This extract is from Maurice Lindsay’s anthology of Glasgow life ‘As I Remember’ and was kindly sent to me by David Bruce of Glasgow.

'....[My mother] had given up most of her professional piano playing, but kept on her Saturday afternoon job as 'pianny wumman' at the children's matinees of 'The Picturedrome' near the top of Easter Road. A supermarket now occupies the site of that picture-house that I knew so well. The piano was in a curtained corner to the right of the screen, and there were chairs and stands for the fiddler and cello-player who played in the evening along with another pianist.

My mother and I sat in the darkness, with the hooded light of the music stand and the screen flickering above, or I could look for a seat in the front of the house if I liked. The children got in for a penny each, infants-in-arms for nothing. You would see a boy staggering past the box-office, carrying his wee sister, nearly as big as himself.

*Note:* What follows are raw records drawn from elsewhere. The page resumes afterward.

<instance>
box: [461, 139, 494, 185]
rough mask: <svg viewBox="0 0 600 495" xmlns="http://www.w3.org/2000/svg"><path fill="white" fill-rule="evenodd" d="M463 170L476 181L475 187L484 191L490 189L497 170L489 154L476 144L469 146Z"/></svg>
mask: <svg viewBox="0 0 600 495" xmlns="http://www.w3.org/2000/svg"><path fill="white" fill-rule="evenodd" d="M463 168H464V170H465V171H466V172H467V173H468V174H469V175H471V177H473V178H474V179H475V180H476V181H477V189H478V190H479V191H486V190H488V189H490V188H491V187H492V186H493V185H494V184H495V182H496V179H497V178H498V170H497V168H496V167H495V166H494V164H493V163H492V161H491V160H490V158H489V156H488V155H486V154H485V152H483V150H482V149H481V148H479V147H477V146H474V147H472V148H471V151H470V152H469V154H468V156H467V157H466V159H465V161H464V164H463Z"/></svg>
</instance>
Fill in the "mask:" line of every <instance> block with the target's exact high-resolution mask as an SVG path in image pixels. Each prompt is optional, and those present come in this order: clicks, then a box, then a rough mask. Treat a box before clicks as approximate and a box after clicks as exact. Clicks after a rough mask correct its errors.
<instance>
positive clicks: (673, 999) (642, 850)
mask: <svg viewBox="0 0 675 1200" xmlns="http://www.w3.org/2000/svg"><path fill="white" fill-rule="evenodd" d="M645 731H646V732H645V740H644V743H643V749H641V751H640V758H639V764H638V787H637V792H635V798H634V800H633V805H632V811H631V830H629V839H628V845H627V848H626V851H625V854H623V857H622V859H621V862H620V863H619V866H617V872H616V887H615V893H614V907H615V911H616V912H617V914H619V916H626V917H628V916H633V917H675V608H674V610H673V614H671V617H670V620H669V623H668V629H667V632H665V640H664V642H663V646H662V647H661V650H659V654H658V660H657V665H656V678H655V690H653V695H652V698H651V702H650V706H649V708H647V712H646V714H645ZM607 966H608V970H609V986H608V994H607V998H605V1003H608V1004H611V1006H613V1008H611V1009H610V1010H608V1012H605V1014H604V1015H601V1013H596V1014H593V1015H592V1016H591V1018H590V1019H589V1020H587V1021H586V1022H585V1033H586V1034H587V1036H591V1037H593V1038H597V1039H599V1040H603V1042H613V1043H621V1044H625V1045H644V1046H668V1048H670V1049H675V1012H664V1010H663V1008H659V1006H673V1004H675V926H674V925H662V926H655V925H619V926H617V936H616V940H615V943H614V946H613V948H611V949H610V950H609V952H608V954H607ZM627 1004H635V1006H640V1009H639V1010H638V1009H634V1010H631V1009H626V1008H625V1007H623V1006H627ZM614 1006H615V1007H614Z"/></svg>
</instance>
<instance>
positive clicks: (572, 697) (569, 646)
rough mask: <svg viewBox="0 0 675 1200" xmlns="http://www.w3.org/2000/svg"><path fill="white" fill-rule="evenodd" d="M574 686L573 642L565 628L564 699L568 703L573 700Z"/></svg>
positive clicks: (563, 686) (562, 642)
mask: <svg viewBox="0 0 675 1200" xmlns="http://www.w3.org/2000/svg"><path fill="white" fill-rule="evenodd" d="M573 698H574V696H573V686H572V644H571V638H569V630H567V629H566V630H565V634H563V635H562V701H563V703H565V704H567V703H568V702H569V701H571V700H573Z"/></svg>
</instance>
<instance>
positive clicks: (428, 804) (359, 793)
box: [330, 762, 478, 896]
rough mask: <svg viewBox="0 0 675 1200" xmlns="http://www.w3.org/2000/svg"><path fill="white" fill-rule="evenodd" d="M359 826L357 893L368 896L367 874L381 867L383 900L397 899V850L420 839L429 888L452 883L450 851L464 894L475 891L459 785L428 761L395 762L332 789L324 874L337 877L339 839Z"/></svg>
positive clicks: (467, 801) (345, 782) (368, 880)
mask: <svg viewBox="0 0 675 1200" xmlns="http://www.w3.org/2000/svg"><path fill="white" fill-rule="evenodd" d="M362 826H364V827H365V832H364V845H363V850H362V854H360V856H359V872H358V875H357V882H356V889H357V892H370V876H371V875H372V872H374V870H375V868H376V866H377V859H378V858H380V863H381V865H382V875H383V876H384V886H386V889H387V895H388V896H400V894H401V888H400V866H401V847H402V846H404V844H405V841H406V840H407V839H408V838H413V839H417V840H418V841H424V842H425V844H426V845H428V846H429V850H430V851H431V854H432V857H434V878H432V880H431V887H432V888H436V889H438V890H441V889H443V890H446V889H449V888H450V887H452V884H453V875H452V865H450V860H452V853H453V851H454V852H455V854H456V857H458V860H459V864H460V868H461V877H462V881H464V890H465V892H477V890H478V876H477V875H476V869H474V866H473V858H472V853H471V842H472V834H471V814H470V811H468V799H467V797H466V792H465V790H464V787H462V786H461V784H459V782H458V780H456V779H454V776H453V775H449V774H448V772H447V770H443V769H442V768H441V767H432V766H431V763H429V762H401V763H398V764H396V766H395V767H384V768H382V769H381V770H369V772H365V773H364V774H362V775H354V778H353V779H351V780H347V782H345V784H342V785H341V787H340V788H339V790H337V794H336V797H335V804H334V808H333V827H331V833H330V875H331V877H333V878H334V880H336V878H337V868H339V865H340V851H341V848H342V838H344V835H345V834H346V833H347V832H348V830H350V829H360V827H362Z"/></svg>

They read the printed bits of the picture out loud in unison, as if they were in school, and shouted all the time. When the baddie was creeping up behind Pearl White, they all cried 'Shoat!', and when she got the better of him in the last episode of the serial, after I don't know how many Saturdays, they cheered with all their might. But my mother gave them a good pennyworth of music, mostly from memory. Sometimes she put a novel on the stand and read that, while she kept playing just the same.